The importance of storytelling in mentoring

Success or failure? Hero or villain? The beginning or the end? Every employee in every organisation has a narrative that defines their relationship with their workplace. The stories your employees tell govern their individual working experience and create your organisation’s history.
So how do you tell the perfect story? And in a company with multiple storytellers, how can mentoring help create the most compelling arcs for all of your employees?…
Know your audience
Great storytelling is simply a form of great communication. If it’s a cathartic way of helping the writer to connect with themselves, its real power lies in extending that connection to a wider audience. Authenticity is everything, with your reader’s emotional investment acting as a barometer for your story’s credibility. Can you relate to your audience? Can you empathise with them enough to truly engage them? In the workplace, the most effective
mentors are the ones who understand their mentees enough to motivate them. Whether words are on a page or spoken in person, their impact is entirely contingent on this ability to relate to your audience.
Use visual imagery
The most memorable stories are the ones that paint vivid pictures in the reader’s head. It’s the meeting of two imaginations, as the writer plants an idea for the audience to develop in their own minds. Great mentoring can engage a mentee in a very similar way. A mentee may already have certain pre-conceived ideas about mentoring, the definition of success or their own role in the workplace. By discussing these thoughts in an open setting, mentoring helps the mentee to visualise them and to create a narrative around defeating negativity and promoting positive ideas. Furthermore, in the same way that people in stories are visual archetypes, mentors can act as characters that have lived their mentee’s experience and assumed successful leadership positions.
Know your message
From Biblical parables to Star Wars, every memorable story has a clear central message that the characters and plotlines gravitate around. The message unifies the story and provides a continuous reference point for both the reader and writer. This sense of clarity improves the reader’s experience and challenges them to question how they feel about the message being presented. Clarity at the start of a mentoring relationship helps to sharpen the focus and sets the standard for the sessions. What’s the purpose of the mentoring? What are you both seeking from the sessions? Use a clear central message to guide the story of your mentoring relationship.
Never explain
A compelling story has enough mystery to keep the reader guessing and maintains a careful balance between excitement and ambiguity. A quick way to drain both excitement and ambiguity is to explain the story to the reader, rather than allowing it to unfold. Instead of providing clarity, this exposes a lack of trust in the audience and an unwillingness to let their
imaginations interpret the story. Challenging the audience and embracing any potential conflict is essential to their engagement. This principle can be applied to mentoring where a senior figure is tasked with imparting their wisdom.

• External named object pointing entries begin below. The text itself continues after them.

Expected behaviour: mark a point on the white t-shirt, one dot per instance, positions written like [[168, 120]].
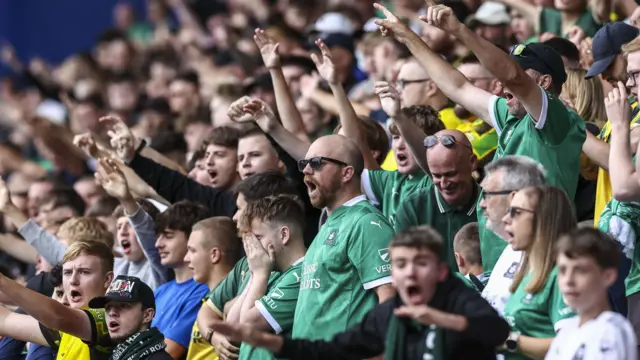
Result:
[[607, 337], [497, 290]]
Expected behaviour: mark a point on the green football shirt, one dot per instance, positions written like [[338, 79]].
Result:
[[347, 259], [427, 207], [537, 315], [278, 307], [554, 141], [389, 189]]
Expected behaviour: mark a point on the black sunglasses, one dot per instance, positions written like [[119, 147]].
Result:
[[316, 162], [447, 141]]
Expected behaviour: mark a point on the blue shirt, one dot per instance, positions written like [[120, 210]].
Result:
[[177, 307]]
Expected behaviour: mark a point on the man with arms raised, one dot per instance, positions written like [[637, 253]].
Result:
[[531, 121], [346, 268]]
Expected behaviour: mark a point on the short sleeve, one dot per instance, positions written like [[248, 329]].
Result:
[[226, 290], [559, 311], [368, 250], [498, 112], [374, 182], [279, 304]]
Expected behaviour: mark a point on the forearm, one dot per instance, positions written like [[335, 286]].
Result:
[[289, 113], [414, 136], [534, 347], [256, 291]]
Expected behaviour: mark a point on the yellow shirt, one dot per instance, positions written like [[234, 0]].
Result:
[[199, 348]]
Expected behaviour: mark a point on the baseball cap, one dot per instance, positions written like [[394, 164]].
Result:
[[126, 289], [607, 43], [489, 13], [541, 58]]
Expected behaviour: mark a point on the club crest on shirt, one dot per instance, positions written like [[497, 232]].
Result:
[[511, 271], [331, 239]]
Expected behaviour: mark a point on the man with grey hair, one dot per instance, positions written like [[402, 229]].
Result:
[[504, 177]]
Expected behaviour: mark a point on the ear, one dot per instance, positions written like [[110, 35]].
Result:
[[285, 234], [216, 255], [610, 276]]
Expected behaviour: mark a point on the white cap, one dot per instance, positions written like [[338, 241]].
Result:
[[334, 23], [490, 13]]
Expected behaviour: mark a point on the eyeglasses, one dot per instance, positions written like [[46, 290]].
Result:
[[486, 194], [402, 83], [316, 162], [447, 141], [515, 211]]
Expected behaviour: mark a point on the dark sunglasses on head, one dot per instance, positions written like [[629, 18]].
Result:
[[316, 162], [447, 141]]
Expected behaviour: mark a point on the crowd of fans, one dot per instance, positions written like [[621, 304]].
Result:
[[327, 179]]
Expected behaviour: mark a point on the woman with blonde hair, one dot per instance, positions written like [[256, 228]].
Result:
[[536, 219]]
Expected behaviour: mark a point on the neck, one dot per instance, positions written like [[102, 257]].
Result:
[[342, 197], [292, 254], [218, 273], [183, 273], [595, 310]]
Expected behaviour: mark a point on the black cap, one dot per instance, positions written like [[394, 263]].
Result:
[[126, 289], [541, 58], [607, 43]]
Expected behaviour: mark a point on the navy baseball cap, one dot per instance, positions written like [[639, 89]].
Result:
[[126, 289], [541, 58], [607, 43]]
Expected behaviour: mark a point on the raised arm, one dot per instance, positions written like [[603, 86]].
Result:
[[351, 124], [452, 82], [289, 113], [494, 59], [624, 179]]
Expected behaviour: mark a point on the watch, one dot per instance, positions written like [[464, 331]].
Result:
[[512, 342]]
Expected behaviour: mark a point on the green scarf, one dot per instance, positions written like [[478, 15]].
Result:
[[395, 343], [140, 346]]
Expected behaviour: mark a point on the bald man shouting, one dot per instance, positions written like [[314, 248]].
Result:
[[346, 270], [450, 201]]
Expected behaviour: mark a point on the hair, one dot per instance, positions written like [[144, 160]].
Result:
[[586, 95], [221, 232], [421, 237], [590, 242], [269, 183], [519, 172], [279, 209], [376, 137], [225, 136], [425, 117], [467, 242], [146, 206], [65, 197], [632, 46], [181, 216], [104, 206], [553, 217], [91, 248], [86, 229]]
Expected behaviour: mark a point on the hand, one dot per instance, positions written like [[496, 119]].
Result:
[[617, 106], [245, 333], [268, 49], [86, 143], [391, 25], [112, 180], [325, 66], [122, 139], [389, 98], [260, 261], [261, 113], [236, 110], [225, 350], [442, 17]]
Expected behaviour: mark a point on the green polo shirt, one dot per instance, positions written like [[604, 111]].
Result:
[[427, 207]]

Mentors cannot impose their advice on their mentee’s lives and can only guide them towards self-improvement. Trust is essential. A mentee will always invest in a mentor who has faith in their capacity to invest. As a platform for knowledge-sharing, mentoring is also an opportunity for both parties to learn something from each other, with a trust that they’ll transmit this learning experience into their daily lives. However, this journey isn’t always smooth, and a clash of ideas will always make the experience more
enriching.
Use your voice
A fictional world can be a safe space for the reader to escape to, whilst also envisaging how their lives might fit within it. But you cannot compel an audience to invest in a story that you weren’t compelled to write. Storytelling is an opportunity to inspire an audience with your
worldview.
In a busy, competitive workplace, mentoring provides a platform for openness and honesty. The effectiveness of the sessions will hinge on the authenticity of the process. The mentor cannot be someone they aren’t, while the mentee must be prepared to confront their own difficulties. The sessions can be used as a safe environment to be truthful with each other.
Both parties can take advantage of this more informal, personal setting to explore why aspects of their lives aren’t working and to imagine how they might. Furthermore, the mentor has the chance to inspire with a story of success that began with many of the same struggles their mentee may be experiencing. Using your voice to tell your story should never be a burden. Mentoring can feel like an additional task in a working week, or it can be used to make that working week more manageable.
Stories can reinforce the reader’s worldview or challenge them to revaluate it. Mentoring provides the ideal setting for two people to share and introduce new ideas using the mechanics of storytelling. Embrace conflict. Celebrate surprise. Use visual imagery to navigate difficulty. Be flexible enough to treat each mentoring relationship differently. Your employees’ lives are the story of your organisation, waiting to be shared and interpreted.